A plate of hogwash served up with a side of malarkey, Michael Mann's Public Enemies is a short story--mean man robs banks, almost gets caught, mean man robs banks, almost gets caught--composed as a tiring, two-hour-plus loop. It goes south almost from the first frame, when it becomes apparent that this is a period piece shot in contemporary clothing. Shaky, hand-held cameras and colorful yet emotionless cinematography suggest a story taking place today rather than decades ago.
This is a picture which might have come alive if it were shot in black and white or tinted somehow with the dust and romanticism of yesteryear. At least the frames would have looked authentic, although that wouldn't have been enough to save it. Johnny Depp portrays notorious bank robber John Dillinger (see the real mug above) with very little emotion, almost on the level of a cold, careless fish, as if the public enemy accepted his lot in life and cared not a whit how it affected him or others. Billy Crudup makes a caricature out of J. Edgar Hoover, reducing the charismatic FBI director to a laughable, depth-free presence. Christian Bale brings a laconic sheen to Bureau of Investigation agent Melvin Purvis. Only Marion Cotillard, as Dillinger's initially-reluctant girl Billie Frechette, rises to the occasion in her fairly thankless role, revealing her character to be flawed and easily manipulated, a woman with real emotions and feelings.

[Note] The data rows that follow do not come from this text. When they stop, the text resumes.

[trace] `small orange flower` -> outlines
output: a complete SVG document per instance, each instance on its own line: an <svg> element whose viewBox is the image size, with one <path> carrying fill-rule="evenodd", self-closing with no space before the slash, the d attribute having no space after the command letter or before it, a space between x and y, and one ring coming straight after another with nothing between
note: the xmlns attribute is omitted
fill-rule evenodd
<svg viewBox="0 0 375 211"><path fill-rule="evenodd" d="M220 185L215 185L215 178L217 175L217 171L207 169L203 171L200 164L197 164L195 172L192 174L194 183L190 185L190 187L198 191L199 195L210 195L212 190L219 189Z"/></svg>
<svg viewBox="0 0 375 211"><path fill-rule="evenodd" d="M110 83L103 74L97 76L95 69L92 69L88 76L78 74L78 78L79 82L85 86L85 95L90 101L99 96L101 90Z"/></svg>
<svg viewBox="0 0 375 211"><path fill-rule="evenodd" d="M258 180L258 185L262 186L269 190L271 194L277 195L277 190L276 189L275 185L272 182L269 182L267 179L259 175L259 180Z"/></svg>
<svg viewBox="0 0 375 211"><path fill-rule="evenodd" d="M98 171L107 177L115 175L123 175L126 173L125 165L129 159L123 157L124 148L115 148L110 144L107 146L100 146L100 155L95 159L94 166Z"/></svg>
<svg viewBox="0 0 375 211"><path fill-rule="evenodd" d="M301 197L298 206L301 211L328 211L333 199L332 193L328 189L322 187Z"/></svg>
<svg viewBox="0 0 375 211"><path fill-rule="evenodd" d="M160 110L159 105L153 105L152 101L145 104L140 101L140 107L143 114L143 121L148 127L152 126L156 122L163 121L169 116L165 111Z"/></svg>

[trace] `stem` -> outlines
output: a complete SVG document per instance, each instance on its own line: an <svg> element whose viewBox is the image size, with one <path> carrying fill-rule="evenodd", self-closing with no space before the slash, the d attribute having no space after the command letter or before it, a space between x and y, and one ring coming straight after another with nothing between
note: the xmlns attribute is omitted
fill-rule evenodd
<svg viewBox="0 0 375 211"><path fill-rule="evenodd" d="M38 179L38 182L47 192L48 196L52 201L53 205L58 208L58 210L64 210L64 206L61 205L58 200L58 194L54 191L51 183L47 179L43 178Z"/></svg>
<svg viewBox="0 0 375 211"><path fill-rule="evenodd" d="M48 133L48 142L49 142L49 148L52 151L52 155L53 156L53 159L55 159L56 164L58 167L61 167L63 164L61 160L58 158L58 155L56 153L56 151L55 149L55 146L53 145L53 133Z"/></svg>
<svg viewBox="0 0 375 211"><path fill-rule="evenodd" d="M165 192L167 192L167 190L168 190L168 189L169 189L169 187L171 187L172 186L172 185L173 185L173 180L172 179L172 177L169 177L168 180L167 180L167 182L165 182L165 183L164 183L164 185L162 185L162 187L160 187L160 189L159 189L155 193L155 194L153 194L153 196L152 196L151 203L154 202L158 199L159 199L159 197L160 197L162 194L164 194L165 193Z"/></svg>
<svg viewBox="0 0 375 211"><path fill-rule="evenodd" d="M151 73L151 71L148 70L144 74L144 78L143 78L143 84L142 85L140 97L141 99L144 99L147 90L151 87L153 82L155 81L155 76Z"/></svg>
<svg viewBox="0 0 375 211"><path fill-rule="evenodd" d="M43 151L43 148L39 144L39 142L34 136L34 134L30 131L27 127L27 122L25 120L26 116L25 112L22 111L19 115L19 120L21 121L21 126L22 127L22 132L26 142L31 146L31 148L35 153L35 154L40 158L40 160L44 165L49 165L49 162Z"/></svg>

Director Michael Mann seems oblivious to these problems, counting on the finished product--the ultimate character, perhaps?--to resonate with audiences. Perhaps he thought no one would notice? Mann's last great movie, The Insider, released 10 years ago, showed a mastery of the film form, delivering pleasure upon pleasure, from the most seemingly innocuous bit-parts to the brilliant lead turns from Al Pacino, who exhibited a keen understanding of 60 Minutes producer Lowell Bergman, and Russell Crowe, who delivered a knowing, electric performance--a master-craft acting class, if you will--as the insider himself.
Public Enemies is a public nuisance.